Most people with the flu have mild illness and do not need medical care. Generally, if you get sick with flu symptoms, you should stay home and avoid contact with other people to avoid spreading the illness.
Some people are at high risk of serious, flu-related complications. They include young children, people age 65 and older, pregnant women and those with certain medical conditions. If you or someone you love is at high risk, or you start to experience more serious symptoms, contact your primary care provider.
What are some of those symptoms?
For children, it’s a concern when they have fast breathing or trouble breathing, when they are not waking up or interacting, of if they’re so irritable that they do not want to be held.
- bluish skin color
- not drinking enough fluids, unable to eat
- flu-like symptoms improve, but then return with fever and worse cough
- fever with a rash
In adults, it’s a concern when they have difficulty breathing or shortness of breath, pain or pressure in the chest or abdomen, sudden dizziness, confusion, severe or persistent vomiting, and flu-like symptoms that improve but then return with fever and worse cough.
Do I need to go the emergency room if I am only a little sick?
The emergency room should be used for people who are very sick, not if you are only mildly ill. If you get sick with flu symptoms and are at high risk of flu complications or if your symptoms worsen – such as difficulty breathing and some of the other symptoms we mentioned – then it’s time to seek medical attention.
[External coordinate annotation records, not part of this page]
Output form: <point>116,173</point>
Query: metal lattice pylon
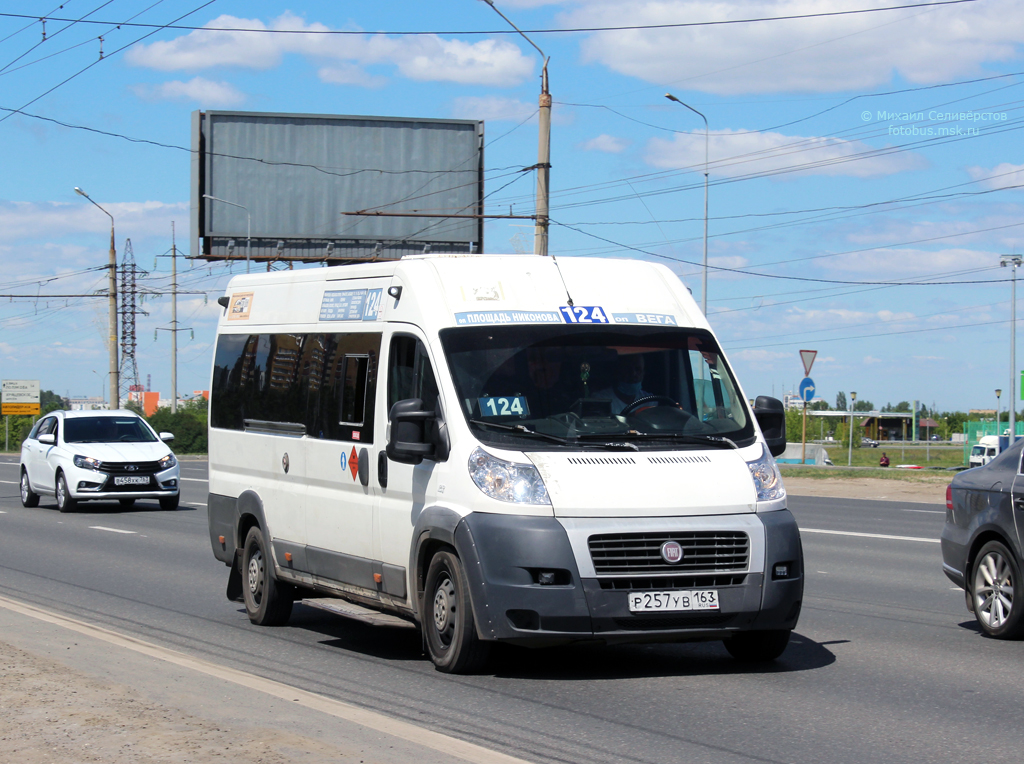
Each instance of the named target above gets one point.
<point>128,309</point>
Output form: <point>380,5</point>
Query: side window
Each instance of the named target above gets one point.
<point>410,373</point>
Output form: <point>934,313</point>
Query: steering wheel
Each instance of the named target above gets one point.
<point>648,402</point>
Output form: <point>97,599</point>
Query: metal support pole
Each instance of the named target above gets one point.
<point>174,322</point>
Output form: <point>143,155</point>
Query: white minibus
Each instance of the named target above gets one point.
<point>495,449</point>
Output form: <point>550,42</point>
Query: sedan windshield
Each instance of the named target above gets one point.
<point>108,430</point>
<point>609,386</point>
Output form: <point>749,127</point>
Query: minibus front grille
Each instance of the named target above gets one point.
<point>659,583</point>
<point>617,554</point>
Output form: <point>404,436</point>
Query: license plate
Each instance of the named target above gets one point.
<point>131,480</point>
<point>701,599</point>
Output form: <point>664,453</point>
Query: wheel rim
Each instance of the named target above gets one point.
<point>444,610</point>
<point>256,576</point>
<point>993,590</point>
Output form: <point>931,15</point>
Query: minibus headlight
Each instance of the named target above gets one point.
<point>519,483</point>
<point>767,479</point>
<point>86,462</point>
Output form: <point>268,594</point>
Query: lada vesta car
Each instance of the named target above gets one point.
<point>97,455</point>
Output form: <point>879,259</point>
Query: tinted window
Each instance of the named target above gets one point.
<point>297,379</point>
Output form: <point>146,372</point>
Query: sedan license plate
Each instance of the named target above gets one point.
<point>672,601</point>
<point>131,480</point>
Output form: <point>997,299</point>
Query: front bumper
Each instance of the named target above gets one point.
<point>506,555</point>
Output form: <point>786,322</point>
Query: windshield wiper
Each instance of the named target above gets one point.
<point>523,430</point>
<point>677,437</point>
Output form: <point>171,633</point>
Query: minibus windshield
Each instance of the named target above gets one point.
<point>571,386</point>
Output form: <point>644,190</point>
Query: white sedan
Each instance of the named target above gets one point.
<point>97,455</point>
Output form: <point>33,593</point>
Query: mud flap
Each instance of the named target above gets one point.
<point>235,579</point>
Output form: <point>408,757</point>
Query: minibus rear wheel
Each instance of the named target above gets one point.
<point>758,646</point>
<point>266,603</point>
<point>448,620</point>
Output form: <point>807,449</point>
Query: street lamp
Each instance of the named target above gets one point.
<point>249,223</point>
<point>113,306</point>
<point>853,399</point>
<point>704,281</point>
<point>1015,262</point>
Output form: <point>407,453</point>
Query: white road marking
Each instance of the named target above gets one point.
<point>371,719</point>
<point>867,536</point>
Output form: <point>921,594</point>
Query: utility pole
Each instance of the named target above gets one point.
<point>174,321</point>
<point>544,145</point>
<point>1013,261</point>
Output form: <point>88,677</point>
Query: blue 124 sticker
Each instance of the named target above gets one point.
<point>584,314</point>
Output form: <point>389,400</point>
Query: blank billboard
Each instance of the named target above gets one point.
<point>292,176</point>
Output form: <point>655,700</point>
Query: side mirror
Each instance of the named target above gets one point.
<point>416,433</point>
<point>771,417</point>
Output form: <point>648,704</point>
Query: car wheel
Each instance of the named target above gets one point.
<point>29,497</point>
<point>448,620</point>
<point>995,589</point>
<point>758,646</point>
<point>66,503</point>
<point>266,601</point>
How long should I stay home if I’m sick?
CDC recommends that you stay home for at least 24 hours after your fever is gone except to get medical care or other necessities. Your fever should be gone without the use of a fever-reducing medicine, such as Tylenol®. You should stay home from work, school, travel, shopping, social events, and public gatherings.
Frequently asked questions:
How do I know if my child needs to go to the doctor or emergency room?
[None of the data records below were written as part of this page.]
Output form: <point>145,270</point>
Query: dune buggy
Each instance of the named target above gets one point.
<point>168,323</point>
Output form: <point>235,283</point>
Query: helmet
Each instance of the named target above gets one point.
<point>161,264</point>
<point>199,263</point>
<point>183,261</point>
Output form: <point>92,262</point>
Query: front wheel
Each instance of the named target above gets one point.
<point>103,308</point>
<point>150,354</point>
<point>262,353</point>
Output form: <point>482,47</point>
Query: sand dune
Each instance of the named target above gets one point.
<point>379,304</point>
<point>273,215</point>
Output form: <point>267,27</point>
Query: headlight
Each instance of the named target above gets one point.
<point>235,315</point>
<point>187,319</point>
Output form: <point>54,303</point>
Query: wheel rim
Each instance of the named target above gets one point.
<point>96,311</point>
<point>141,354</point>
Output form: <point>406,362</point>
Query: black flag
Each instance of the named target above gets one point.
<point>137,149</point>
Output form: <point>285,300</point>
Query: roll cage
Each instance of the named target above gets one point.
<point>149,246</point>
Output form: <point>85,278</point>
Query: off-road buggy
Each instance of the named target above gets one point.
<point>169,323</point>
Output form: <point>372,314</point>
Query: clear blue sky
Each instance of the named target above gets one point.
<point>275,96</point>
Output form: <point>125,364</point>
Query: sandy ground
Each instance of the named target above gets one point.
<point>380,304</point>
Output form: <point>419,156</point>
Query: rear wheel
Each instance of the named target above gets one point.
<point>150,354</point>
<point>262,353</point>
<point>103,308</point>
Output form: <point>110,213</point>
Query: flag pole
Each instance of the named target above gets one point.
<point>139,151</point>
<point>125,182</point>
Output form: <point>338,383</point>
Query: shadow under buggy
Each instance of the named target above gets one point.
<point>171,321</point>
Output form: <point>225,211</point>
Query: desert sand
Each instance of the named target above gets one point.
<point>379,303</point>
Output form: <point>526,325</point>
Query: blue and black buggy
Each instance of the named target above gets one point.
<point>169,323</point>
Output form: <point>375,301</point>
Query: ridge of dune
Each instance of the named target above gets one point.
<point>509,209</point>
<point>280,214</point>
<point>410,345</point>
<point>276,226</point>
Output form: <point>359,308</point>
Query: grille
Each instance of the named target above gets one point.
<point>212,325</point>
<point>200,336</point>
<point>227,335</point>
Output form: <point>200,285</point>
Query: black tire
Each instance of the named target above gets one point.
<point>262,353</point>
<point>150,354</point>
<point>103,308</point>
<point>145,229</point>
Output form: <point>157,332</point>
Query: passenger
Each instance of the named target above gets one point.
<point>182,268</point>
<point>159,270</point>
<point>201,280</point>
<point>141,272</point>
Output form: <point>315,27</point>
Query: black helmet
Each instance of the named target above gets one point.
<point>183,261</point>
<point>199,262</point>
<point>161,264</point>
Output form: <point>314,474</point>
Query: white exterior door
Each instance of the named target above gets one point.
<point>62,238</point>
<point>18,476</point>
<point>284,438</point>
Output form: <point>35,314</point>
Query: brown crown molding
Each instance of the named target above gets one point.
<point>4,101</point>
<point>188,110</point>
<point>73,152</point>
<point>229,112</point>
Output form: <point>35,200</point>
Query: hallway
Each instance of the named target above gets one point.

Parents should make some simple notes tracking the child’s condition, and if you think you’re dealing with an emergency, contact your pediatrician or primary care provider.
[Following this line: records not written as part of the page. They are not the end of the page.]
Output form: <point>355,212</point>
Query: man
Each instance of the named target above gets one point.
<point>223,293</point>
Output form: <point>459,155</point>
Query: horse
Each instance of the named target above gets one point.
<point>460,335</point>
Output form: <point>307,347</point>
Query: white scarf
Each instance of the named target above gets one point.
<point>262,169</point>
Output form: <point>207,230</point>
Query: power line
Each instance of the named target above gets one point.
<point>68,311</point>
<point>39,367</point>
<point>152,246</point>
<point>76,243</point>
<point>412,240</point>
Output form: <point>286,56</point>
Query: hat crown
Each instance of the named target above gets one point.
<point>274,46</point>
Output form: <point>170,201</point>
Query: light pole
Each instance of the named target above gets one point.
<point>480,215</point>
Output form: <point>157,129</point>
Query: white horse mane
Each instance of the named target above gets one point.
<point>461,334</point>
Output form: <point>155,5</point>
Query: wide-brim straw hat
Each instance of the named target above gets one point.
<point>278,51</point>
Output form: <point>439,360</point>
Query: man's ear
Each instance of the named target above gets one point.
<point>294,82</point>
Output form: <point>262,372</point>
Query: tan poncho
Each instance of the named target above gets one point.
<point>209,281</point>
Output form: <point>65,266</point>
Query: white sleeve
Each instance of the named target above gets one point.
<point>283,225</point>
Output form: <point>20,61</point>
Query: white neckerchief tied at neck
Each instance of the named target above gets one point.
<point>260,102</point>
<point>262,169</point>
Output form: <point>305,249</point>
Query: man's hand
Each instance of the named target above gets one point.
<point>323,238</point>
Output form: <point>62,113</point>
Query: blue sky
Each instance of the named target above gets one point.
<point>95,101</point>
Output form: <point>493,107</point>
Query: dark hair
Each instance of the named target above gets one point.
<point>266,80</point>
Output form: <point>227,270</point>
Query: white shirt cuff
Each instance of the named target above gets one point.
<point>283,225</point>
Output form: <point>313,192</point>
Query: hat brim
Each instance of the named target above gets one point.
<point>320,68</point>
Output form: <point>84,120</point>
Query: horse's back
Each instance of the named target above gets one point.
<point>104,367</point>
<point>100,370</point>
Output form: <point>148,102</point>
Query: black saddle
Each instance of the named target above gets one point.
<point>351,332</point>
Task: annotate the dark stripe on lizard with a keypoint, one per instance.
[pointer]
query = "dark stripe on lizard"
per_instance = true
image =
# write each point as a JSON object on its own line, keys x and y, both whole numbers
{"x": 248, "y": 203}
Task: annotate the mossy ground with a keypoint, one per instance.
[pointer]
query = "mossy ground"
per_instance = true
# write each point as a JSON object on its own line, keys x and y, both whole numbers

If I think my child requires medical attention because of the flu, what information should I have for my pediatrician?
Things to look for include your child’s temperature and when the fever began, a detailed list of any medications you have provided, the last time your child had something to eat and drink, how often the child is vomiting or experiencing diarrhea, and the last time the child went to the bathroom or the last wet diaper.
Are there doctors on call to answer questions after regular business hours?
Every medical clinic has someone to answer questions in the middle of the night or on weekends. Please contact your primary care provider to find out how to get in touch with that person for questions.